La députée maire de Bambey, Aïda Mbodj a interrogé la ministre de la jeunesse et de l’emploi sénégalaise, Néné Fatoumata, si elle appréhende réellement la dimension symbolique que représente son poste. En effet, la députée assure que la marque de fabrique des femmes est de pouvoir rassembler les jeunes.

Pour assurer le développement économique du pays

La députée Aïda Mbodj a affirmé qu’il existe une adéquation entre formation, éducation et emploi, en assurant que c’est l’unique clé du développement du Sénégal, mais aussi de tout le continent.
Pour la députée maire de Bambey, il est important d’assurer une bonne formation afin d’assurer l’emploi des jeunes sénégalais, mais surtout afin d’assurer une bonne gestion des projets au sein du pays.
La maire de Bambey, a profité de l’occasion afin de revenue sur les 13 milliards qui ont permit le financement de la délégation générale à l’entreprenariat rapide destinée essentiellement pour les jeunes. Aïda Mbodj estime que ce type d’investissement est inutile et constitue une perte de budget, si le gouvernement ne peut pas assurer une bonne gestion des projets ou il n’y a pas de résultat au final pour les jeunes sénégalais.
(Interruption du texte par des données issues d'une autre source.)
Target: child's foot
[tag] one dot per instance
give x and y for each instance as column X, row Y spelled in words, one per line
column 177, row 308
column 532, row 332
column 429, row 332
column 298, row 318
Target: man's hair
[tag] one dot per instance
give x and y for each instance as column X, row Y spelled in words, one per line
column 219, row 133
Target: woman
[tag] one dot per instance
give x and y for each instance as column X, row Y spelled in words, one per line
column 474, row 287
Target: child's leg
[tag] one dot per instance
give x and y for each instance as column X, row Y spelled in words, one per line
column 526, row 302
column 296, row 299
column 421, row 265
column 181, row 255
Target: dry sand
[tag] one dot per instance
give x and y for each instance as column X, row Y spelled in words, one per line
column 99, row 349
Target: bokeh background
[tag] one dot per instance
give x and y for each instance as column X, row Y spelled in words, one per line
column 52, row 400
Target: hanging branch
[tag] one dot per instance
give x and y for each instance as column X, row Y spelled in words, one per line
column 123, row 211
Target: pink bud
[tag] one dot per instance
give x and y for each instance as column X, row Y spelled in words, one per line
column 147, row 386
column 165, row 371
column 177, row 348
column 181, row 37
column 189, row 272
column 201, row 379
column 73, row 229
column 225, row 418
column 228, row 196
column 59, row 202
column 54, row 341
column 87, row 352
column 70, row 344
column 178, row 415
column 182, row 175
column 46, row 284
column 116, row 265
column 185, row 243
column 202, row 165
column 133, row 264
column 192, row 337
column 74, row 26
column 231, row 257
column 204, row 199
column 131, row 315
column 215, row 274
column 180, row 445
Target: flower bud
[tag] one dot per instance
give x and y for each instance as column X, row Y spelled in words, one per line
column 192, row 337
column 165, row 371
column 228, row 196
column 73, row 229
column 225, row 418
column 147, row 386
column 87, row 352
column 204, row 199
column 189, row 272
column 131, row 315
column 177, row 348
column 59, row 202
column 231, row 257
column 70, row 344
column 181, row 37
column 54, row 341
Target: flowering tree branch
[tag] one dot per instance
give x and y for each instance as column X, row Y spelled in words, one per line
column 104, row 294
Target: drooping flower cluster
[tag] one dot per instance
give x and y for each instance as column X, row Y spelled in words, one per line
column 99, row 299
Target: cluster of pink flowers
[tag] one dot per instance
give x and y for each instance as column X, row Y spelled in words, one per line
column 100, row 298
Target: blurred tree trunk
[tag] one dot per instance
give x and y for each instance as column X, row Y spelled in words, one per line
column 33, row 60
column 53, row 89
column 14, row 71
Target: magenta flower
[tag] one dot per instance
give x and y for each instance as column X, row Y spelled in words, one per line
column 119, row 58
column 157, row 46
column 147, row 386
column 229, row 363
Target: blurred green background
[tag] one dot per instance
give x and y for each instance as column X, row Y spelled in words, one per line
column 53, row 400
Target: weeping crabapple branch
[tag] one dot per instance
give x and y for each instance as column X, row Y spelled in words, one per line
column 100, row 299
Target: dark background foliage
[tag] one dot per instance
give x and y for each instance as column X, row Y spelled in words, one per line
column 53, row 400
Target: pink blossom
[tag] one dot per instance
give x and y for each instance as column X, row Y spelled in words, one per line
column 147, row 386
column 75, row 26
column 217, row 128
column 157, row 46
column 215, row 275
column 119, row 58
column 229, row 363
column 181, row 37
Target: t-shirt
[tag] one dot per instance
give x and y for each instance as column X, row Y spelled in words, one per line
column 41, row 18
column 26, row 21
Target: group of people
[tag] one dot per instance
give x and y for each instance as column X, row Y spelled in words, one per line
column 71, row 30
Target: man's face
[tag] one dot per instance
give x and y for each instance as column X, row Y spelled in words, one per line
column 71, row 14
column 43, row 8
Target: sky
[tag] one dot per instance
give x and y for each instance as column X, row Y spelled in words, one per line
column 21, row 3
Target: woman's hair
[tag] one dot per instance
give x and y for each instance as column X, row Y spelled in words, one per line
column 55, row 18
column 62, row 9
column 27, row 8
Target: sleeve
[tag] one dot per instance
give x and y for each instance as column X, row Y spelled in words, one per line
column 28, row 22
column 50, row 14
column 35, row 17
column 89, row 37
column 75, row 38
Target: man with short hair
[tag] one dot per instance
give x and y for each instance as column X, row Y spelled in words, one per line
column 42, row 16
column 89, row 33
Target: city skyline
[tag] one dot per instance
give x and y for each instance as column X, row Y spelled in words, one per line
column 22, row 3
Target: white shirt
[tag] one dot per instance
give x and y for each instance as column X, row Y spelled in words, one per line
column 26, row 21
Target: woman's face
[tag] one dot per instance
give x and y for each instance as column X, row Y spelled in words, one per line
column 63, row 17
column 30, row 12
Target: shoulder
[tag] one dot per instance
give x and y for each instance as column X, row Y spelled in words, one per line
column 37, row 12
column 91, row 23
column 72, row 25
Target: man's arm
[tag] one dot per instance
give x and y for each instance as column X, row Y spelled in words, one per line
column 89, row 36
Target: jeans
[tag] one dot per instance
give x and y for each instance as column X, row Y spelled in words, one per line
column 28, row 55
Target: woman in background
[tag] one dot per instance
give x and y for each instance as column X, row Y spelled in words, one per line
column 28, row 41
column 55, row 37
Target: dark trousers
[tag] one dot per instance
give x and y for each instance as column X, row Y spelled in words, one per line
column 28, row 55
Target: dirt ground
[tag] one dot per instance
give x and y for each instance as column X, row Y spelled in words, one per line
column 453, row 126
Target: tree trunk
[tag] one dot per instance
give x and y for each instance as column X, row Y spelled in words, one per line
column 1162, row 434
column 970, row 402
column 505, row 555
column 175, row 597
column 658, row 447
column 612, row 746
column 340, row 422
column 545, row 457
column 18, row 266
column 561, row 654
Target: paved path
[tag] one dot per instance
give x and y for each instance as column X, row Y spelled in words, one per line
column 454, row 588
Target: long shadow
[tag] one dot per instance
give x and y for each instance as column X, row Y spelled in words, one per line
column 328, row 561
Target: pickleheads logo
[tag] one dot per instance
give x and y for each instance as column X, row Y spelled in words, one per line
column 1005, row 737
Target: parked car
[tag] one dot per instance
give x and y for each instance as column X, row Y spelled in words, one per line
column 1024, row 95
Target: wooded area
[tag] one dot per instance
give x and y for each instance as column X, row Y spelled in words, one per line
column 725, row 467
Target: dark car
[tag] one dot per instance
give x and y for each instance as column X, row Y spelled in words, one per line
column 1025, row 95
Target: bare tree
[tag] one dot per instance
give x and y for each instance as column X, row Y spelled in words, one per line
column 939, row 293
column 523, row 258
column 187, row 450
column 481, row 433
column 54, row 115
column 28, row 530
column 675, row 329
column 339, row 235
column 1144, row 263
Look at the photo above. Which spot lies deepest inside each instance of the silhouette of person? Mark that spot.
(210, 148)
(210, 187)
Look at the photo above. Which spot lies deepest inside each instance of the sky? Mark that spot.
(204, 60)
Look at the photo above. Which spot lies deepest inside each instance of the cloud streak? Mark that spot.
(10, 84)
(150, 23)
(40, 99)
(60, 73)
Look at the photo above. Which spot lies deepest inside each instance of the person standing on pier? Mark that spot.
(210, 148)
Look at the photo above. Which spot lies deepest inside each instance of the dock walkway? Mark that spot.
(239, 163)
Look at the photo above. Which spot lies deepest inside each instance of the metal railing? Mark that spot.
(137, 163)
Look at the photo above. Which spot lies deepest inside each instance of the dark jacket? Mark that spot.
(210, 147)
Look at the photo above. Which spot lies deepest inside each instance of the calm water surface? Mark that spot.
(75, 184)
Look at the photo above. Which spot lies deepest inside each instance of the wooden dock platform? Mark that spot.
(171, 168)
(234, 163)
La solution pour assurer l’employabilité des jeunes

D’après Aïda Mbodj, il vaut mieux assurer la pérennisation de la création des offres d’emploi au Sénégal pour les jeunes, en leur apportant des programmes et des formations nécessaire pour la bonne gestion des projets.
Toutefois, la députée a tenu à évoquer les projets qui tournent autour du Pordac, en affirmant qu’il est important de marquer un temps d’arrêt afin de pouvoir étudier l’impact et la situation du projet. Ainsi, on peut assurer un bon renforcement des programmes sans pour autant s’appuyer sur les liens familiaux qu’a Néné Fatoumata Tall, le ministre de la jeunesse du Sénégal avec les responsables du projet.